Discovery cohort variant-level QC
For participants that passed PCA gating, we focused on ensuring high-quality genotype/variant calls for analysis. For this purpose, we filtered for variants with: read genotype quality ≥20; read depth ≥10; allelic depth of alternate allele ≥4; sites with: quality score ≥50; quality by depth score ≥2; mapping quality ≥40; read position rank sum > –3; mapping quality rank sum > –10 and variant tranche <99%. For heterozygous genotypes, we filtered for alternative allele ratio between 0.30 and 0.70. To reduce any differences between samples in cases and controls, we kept sites that have differential missing variant fraction ≤ 0.05 between the cases and controls. Finally, we kept sites with ≥88% of data (in both cases and controls).
Validation cohort participant selection
Next, to replicate the discovery cohort findings within an ancestry-matched validation cohort, we focused on those of EA in BioMe.

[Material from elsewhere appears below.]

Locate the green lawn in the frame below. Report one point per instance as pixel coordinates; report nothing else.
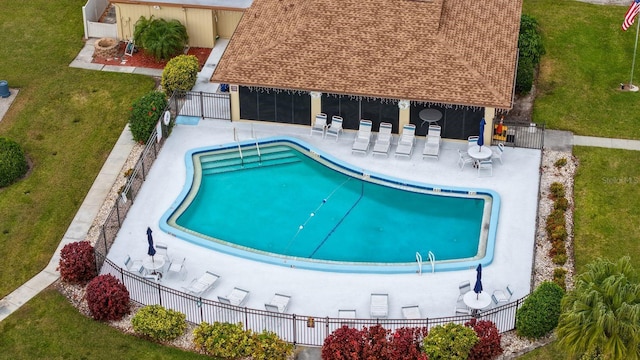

Briefly, we used the PCA performed on the common variants60 and gated for EA individuals based on the first two principal components which captured the majority of the variance, resulting in 10,784 BioMe participants of (Supplementary Fig. 5). Next, we also ensured we used data from unrelated participants up to second degree. Finally, we identified participants with cancer based on their ICD9 and ICD10 codes available within BioMe52. Specifically, to avoid any false positives, we filtered for participants who had ICD9/10 codes related to cancer at least twice in their diagnosis files on separate dates. To avoid any conflicts in categorizations, we also removed participants with the following diagnoses (or diagnoses of similar nature): benign neoplasms, neoplasm of uncertain behavior and genetic susceptibility to malignant neoplasm. The complete list of ICD9/10 codes used for classification and elimination of cancer diagnosis are listed in Supplementary Data 8. We considered all other participants who were unaccounted for in the above categories as controls. These led to 1571 cases and 6200 control participants of EA in the BioMe cohort.
Validation cohort data generation and variant QC
BioMe WES data generation and QC steps have been discussed in detail previously52. Briefly, we filtered out sites with missingness >0.02 and biallelic sites with allele balance (<0.3 or >0.8). Additionally, to be consistent with the discovery cohort variant QC, we filtered for variants with: read genotype quality ≥20; read depth ≥10; allelic depth of alternate allele ≥4; sites with: quality score ≥50; quality by depth score ≥2; mapping quality ≥40; read position rank sum > –3; mapping quality rank sum > –10; differential missing variant fraction ≤ 0.05 between the cases and controls and site missingness <12% (in both cases and controls).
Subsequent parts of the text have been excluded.